Fearless put his hand on my neck. I thought he was trying to console me, but then I felt a pinch on a muscle next to the big vertebra. A pain went down my back and up into my head that was beyond any physical hurt I had ever known. I cried out and tried to get away from the hold but Fearless would not let go. It seemed as if he had taken up Timmerman’s job and planned to kill me too.
Finally he released his grip and I fell to the floor writhing. Fearless picked me up and carried me to the bathroom in the back of the store.
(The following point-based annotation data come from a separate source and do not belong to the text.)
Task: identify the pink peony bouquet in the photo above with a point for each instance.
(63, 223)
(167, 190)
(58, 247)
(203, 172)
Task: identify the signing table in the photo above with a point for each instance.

He turned on the shower I had installed over the bathtub and threw me in, clothes and all.
The water was freezing!
I tried to climb out but Fearless wouldn’t let me. He held on to my arms and legs until I was almost numb with the cold. After long minutes he pulled me out and said, “Dry off and then go upstairs and change, Paris. We got business to take care of here.”
“Man, what the fuck you do that to me for?” I shouted, sputtering with rage.
“You was slippin’, Paris,” he said, giving me a one-shoulder shrug. “Shock, man. You know I been on the front lines. I seen boys experience death for the first time. And here you think you killed that man. We ain’t got time for no sanitarium, so I just put you through the crash course.”
I was so cold that I was shivering. The quavering in my chest and Fearless’s offhanded manner made me laugh. I did that a bit and then stopped for fear that my friend might throw me back in the shower.
It was at that moment that I accepted myself as a killer.
40
I CHANGED CLOTHES QUICKLY, not thinking about the dead white man downstairs at all. Fearless had been busy too. He’d found two old blankets and some rope and trussed the body up so that now it looked like an oversized, unfinished doll.
“Here, Paris, let me take care of that finger.”
While he bandaged up my torn nail he kept talking. “I emptied his pockets. It’s all on the table in your kitchen. Now I’m gonna take him out somewhere and get rid of him.”
“Don’t you think we should call the cops?” I asked.
Fearless just shook his head.
“I, I’ll go with you, though,” I offered.